Hard to provide a complete answer.
- (Commentary) I assume the
rand
is only a placeholder for an external 50/50 decision, nor for productive use?
Otherwise, be aware that rand()
sucks. It's good for making numbers look random to a moron in a hurry. Avoid the floating point division. rand()%2 is generally a bit worse than rand()>RAND_MAX/2, but that difference rarely matters.
(Commentary) you assume that sizeof(int)==4. not great.
Is there a reason to not just copy the entire buffer?
A single large copy might be faster than many small ones, even if it touches double the data.
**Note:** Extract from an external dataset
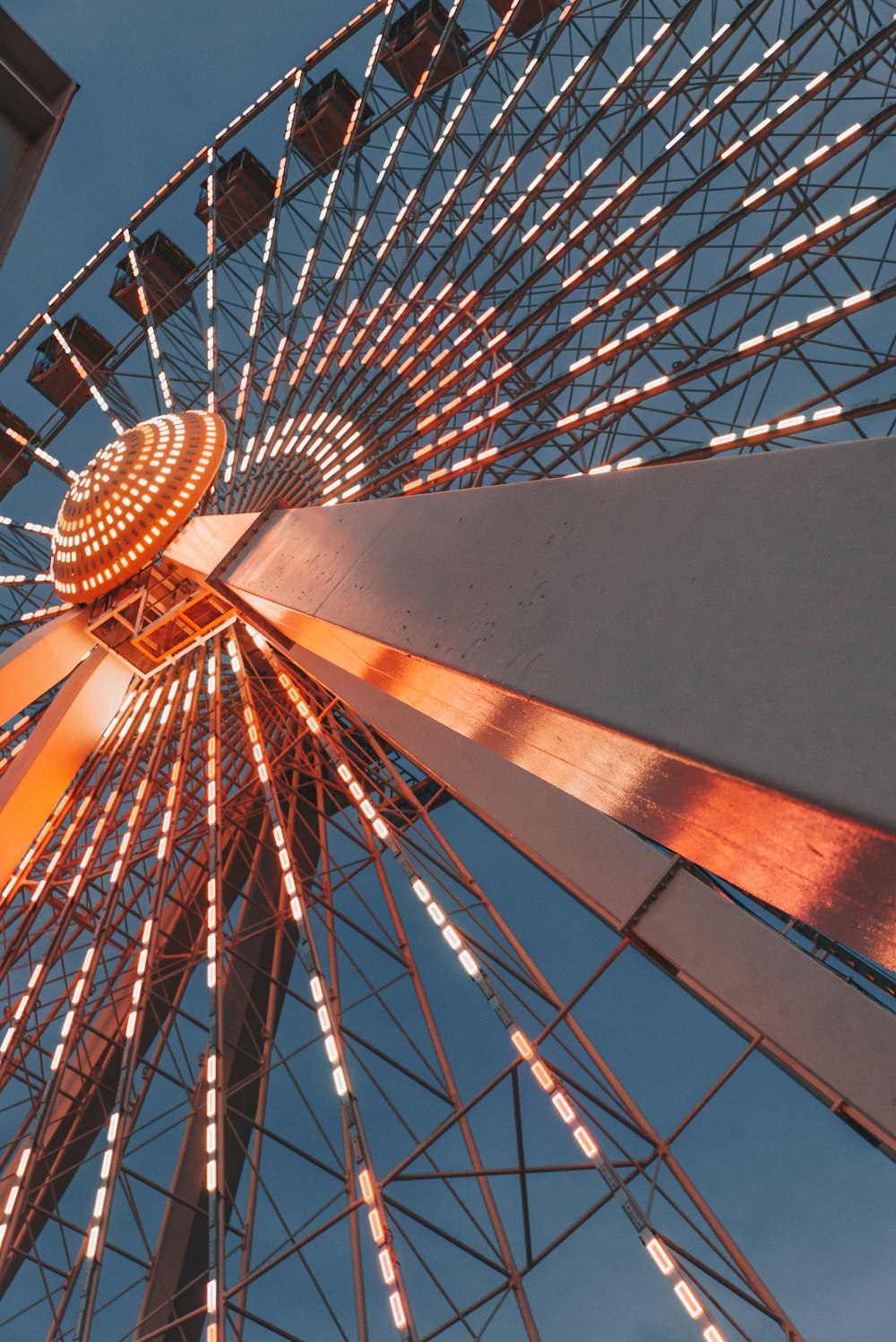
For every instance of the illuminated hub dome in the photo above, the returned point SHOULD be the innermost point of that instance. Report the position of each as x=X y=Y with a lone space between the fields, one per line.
x=130 y=498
i.e. if the uncopied elements aren't going to be used, it doesn't matter if the original data is in there. OTOH, if the uncopied elements must not be overwritten, this does not apply.
- replace the memcpy with 3 integer assignments.
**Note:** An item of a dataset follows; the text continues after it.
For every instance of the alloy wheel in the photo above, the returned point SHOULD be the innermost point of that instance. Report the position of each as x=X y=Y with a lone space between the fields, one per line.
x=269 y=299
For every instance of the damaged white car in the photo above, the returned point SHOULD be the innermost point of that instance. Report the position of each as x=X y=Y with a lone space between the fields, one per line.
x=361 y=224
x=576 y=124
Good compilers should be able to do that in most scenarios like yours right now, but memcpy can get a little complex. (It needs to check for odd lengths, might need to check for unaligned reads, etc.)
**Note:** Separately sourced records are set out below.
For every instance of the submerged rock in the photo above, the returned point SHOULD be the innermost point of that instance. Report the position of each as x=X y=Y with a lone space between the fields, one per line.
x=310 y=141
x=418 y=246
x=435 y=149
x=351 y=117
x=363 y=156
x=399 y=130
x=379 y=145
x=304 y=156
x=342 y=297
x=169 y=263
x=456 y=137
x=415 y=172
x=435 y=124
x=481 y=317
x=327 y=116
This allows the three assignments to use the multiple units per core in parallel.
- big optimization potential for parallelizing (but cache)
If you can make the random number generation non-sequential - e.g. by using 4 independent generators - could distribute the load over multiple threads, each processing one chunk of the data.
- The branch could be avoided by copying to a dummy-buffer instead
It's an interesting idea, I'm not sure if it buys you too much, though:
int dummyBuffer[3];
for(...)
{
int * target = (rand() % 2) ? dummyBuffer : cp+n;
// <-- replace with arithmetic trickery to avoid the branch
target[0] = p[n][0];
target[1] = p[n][1];
target[2] = p[n][2];
}
(As written, the branch will be moved to the assignment of "target", not much of a win. However, you probably know / can construct some trickery to make this assignment branch-free)